Roy White and Irene Live in Australia. He was 72 when he was diagnosed in July 2008. His initial PSA was 7000ng/ml, his Gleason Score was 10, and he was staged T4 ( You will learn some of this jargon very soon ).
His initial treatment was Lupron ( ADT injection ) and Casodex ( anti androgen tablets ). Within 6 months his PSA fell to 38.0ng/ml. In 2009 his PSA readings were 6.0ng/ml and 4.0ng/ml. In 2010 PSA started to rise - 9.4, 52.0, 72.0. CT and bone scans indicated bone metastases ( very much less than before ). Zometa ( bisphosphonate for bone health ) was introduced. In 2011 PSA fluctuated in the range 140 to 260. In 2012 the increases took a dramatic turn - 7400, 6800 and 5500ng/ml. In 2013 when he was about to enter a chemo trial he had a heart attack and he was kept away from any cancer treatment for 6 months. At the end of this 6 months period his PSA rose to a record 15,000ng/ml! ( So Sally, what is 6000? ). Immediately he was started on chemotherapy and after 8 treatment rounds his PSA dropped to 1,040ng/ml. In the subsequent years his PSA fluctuated in the thousands range but brought down from time to time to 3 digits. Currently he is being treated with Lupron, Zytiga ( Abireteron ) and Zometa.

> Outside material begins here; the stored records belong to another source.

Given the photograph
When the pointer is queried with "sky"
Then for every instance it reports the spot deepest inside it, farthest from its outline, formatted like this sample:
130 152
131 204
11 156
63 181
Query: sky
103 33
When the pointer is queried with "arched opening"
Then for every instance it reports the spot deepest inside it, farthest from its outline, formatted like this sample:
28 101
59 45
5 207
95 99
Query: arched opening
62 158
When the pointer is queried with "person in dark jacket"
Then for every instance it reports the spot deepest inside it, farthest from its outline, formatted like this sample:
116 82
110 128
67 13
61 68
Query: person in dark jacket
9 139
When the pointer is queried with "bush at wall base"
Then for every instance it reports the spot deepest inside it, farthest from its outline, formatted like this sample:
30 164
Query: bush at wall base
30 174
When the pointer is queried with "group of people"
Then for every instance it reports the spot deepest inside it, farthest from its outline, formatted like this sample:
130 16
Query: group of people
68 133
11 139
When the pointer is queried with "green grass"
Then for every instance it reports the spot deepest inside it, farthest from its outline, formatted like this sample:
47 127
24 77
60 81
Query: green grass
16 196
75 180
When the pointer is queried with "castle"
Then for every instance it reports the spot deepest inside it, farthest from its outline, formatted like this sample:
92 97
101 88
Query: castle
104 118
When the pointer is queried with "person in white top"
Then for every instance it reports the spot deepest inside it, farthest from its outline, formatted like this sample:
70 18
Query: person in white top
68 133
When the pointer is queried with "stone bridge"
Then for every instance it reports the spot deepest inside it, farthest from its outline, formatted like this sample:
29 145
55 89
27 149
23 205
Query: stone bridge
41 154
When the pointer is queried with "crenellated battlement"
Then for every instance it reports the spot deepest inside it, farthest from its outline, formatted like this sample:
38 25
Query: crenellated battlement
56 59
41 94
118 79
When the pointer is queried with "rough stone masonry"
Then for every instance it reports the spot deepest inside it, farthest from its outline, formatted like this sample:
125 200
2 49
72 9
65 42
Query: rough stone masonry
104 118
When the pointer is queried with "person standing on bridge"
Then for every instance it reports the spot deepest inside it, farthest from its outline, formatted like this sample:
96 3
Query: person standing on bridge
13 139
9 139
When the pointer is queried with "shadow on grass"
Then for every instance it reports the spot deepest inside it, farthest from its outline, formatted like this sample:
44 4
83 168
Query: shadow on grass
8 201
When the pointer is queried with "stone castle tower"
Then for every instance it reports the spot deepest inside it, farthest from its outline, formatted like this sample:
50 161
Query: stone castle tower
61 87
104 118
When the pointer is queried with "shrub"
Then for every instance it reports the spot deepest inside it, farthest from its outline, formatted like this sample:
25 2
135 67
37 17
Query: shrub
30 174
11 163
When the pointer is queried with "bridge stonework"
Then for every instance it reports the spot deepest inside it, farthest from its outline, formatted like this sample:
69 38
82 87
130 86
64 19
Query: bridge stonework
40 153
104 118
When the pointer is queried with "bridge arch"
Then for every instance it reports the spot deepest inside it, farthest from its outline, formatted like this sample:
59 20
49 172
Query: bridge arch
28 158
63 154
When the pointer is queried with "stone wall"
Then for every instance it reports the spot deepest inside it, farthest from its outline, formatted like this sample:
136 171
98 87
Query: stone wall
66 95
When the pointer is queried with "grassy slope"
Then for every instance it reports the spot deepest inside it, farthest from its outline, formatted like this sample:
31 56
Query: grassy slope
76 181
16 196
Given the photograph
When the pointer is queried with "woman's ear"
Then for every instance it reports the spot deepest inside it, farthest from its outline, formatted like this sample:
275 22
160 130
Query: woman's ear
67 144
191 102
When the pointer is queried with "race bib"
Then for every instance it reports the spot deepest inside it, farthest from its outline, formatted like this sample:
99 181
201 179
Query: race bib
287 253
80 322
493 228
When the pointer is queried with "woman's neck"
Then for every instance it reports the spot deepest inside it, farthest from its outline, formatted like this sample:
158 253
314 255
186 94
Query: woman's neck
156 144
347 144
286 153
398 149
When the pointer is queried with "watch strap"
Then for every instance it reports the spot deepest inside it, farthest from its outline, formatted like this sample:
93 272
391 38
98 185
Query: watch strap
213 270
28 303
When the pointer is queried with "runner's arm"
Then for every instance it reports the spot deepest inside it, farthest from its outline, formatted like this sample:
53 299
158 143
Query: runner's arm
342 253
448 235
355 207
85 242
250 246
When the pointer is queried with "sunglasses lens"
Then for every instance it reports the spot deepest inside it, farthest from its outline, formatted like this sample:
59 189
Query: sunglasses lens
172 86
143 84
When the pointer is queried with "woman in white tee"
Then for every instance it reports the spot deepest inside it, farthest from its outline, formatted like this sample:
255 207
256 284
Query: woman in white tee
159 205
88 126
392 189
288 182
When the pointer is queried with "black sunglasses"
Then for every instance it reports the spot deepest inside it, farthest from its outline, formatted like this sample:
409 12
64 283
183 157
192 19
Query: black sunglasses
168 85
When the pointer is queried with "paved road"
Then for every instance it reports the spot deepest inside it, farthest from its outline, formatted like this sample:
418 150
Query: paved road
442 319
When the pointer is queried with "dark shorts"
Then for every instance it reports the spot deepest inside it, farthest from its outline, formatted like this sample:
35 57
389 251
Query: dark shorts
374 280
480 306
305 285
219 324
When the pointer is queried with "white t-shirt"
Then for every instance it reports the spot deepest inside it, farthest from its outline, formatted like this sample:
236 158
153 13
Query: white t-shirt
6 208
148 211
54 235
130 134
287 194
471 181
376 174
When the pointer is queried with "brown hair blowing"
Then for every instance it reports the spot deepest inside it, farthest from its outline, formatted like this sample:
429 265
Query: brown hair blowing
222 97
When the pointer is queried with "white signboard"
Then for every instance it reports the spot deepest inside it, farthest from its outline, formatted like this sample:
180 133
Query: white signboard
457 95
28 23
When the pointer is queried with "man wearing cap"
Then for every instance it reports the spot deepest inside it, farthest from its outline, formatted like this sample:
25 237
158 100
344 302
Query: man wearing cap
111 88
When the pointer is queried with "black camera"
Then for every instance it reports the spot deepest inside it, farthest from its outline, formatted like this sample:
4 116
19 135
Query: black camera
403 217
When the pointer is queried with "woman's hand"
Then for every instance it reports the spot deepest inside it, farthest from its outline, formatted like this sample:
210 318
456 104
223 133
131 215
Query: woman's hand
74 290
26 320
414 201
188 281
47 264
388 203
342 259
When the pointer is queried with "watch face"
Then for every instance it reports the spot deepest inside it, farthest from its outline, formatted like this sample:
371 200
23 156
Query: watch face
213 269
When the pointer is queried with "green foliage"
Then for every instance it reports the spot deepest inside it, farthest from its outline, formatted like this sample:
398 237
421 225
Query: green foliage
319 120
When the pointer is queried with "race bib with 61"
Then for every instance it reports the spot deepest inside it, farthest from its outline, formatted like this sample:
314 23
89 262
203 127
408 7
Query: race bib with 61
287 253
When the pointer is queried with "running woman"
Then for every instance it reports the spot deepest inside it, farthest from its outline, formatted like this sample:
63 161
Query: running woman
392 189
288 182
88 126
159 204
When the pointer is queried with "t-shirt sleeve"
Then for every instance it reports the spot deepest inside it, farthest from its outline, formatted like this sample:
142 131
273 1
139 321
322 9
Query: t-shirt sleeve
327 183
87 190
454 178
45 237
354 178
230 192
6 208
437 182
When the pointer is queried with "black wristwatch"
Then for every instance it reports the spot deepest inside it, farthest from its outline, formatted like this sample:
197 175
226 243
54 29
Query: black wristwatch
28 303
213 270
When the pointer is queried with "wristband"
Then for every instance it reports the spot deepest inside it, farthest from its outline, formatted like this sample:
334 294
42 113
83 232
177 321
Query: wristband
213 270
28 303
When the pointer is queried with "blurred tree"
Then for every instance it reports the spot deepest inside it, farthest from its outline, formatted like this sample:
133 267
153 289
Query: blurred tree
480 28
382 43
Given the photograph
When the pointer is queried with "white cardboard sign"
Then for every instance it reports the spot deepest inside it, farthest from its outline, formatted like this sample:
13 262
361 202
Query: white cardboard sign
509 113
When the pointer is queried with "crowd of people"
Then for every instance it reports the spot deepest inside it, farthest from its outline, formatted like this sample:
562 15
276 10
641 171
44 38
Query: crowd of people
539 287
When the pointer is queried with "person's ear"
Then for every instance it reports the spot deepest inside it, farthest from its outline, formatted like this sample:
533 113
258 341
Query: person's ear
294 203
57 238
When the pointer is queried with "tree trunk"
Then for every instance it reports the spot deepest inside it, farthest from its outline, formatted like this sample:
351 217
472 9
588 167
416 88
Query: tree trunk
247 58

He was diagnosed in 2008 with a initial PSA of 7000ng/ml at the age of 72 with the worst pathological features but he is very much alive today being 80 years old and active. I quote below his latest update in July 2016, last paragraph in his own words.
"I am still taking the Zytiga tablets and every month get my infusion of Zometa and every 4 months have a Lupron injection. My PSA has slowly dropped down to 400ng/ml and I am feeling well, as I have been for a long time.I can once again put an hour or two into my garden with a fairly big house. When I look back at the time my PSA reached 15000ng/ml, I fully believe that the man upstairs is looking after me . Always think positive.
We have had some more difficult news. The repeat of the PSA test showed an increase of 700 up to 6700 in a week. I am finding it very difficult to cope with this as it obviously indicates very aggressive growth.
Does anyone know if there is still a chance that the hormone treatment could reduce the PSA or is that unlikely ?
I addition to the sage advice and treatment from your doctors, read the bible. Reading the bible has turned my life around and has given me a different perspective on our journey.y prayers are with you.